Japan's core machinery orders, a leading indicator of capital spending, rose for the fourth straight month in September.
Core machinery orders rose 2.9 percent on month, above expectations for a 1.9 percent decline in a Reuters poll but slower than August's 4.7 percent increase.
Year-on-year, machinery orders rose 7.3 percent in September, above expectations for a 1.3 percent decline.
The above-view data failed to boost Japanese equities, however; Japan's benchmark Nikkei 225 opened 0.1 percent lower shortly after the data.
"Right now we are not paying a lot of attention to [machinery orders]," said Joe Zidle, Portfolio Strategist, Richard Bernstein Advisors, noting that Japan is currently a policy-driven market.
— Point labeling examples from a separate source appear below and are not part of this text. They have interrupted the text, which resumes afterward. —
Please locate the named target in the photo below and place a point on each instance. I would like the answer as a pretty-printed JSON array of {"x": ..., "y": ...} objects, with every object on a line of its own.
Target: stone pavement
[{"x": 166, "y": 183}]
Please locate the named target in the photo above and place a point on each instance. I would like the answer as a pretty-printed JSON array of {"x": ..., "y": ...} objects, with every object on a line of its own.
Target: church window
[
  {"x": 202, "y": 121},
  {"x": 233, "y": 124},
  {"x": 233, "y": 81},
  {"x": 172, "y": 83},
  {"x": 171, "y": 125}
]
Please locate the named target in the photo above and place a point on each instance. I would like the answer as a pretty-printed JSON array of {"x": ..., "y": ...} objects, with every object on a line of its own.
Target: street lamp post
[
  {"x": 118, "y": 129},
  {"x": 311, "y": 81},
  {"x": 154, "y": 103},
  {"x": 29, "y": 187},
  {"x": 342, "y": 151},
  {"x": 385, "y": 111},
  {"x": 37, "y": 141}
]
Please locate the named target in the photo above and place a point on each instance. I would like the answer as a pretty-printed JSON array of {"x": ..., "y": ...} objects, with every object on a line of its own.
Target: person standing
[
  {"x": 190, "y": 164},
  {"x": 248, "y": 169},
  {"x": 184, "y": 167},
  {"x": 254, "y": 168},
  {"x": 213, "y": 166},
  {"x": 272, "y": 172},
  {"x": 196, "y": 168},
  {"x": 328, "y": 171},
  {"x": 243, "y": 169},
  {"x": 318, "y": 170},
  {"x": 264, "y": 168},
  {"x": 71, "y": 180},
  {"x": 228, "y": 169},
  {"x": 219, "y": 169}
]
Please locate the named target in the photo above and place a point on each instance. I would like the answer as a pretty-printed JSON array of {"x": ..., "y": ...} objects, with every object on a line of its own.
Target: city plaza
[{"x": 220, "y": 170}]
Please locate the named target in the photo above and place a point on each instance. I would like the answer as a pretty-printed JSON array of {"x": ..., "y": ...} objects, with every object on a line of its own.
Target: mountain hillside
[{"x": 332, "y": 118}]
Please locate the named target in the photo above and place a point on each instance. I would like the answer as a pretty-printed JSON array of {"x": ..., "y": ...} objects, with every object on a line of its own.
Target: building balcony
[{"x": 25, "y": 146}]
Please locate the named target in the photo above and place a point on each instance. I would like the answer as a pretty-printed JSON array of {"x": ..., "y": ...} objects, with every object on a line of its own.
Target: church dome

"I think what's going to be far more important for investors is whether the Bank of Japan continues to respond to the slew of data," he said. "The bigger picture has been a slower economy, a big hit from the sales tax hike in April. I think Japan markets are seeing something similar to what the U.S. saw over the last 3-4 years, like the Federal Reserve and Quantitative Easing. That's what markets are playing out now in Japan."
Japan raised its sales tax to 8 percent from 5 percent in April, in bid to reduce its debt-to-GDP ratio which currently stands above 240 percent. The move has been criticized to be counter-intuitive to Prime Minister Shinzo Abe's big push to revive the economy.
In the second quarter, Japan's economy contracted a revised 7.1 percent on an annualized basis, marking the biggest contraction since the first quarter of 2009 the consumption tax hike dragged growth.
Machinery orders rose 5.6 percent on quarter for the July-September period, the second straight quarterly increase. Companies surveyed by the Cabinet Office forecast that orders will fall 0.3 percent in the October-December quarter.
Despite companies' expectations for a decline in the current quarter, Harumi Taguchi, Principal Economist at IHS Global Insight expects orders to continue increasing "at a moderate pace".
"The ongoing improvement suggests companies, manufacturing industries in particular, still plan to increase investment in machinery and equipment despite sluggish demand from both domestic and external markets," she said.
"[However], large order backlogs could weaken the uptrend of private machinery orders in the near term.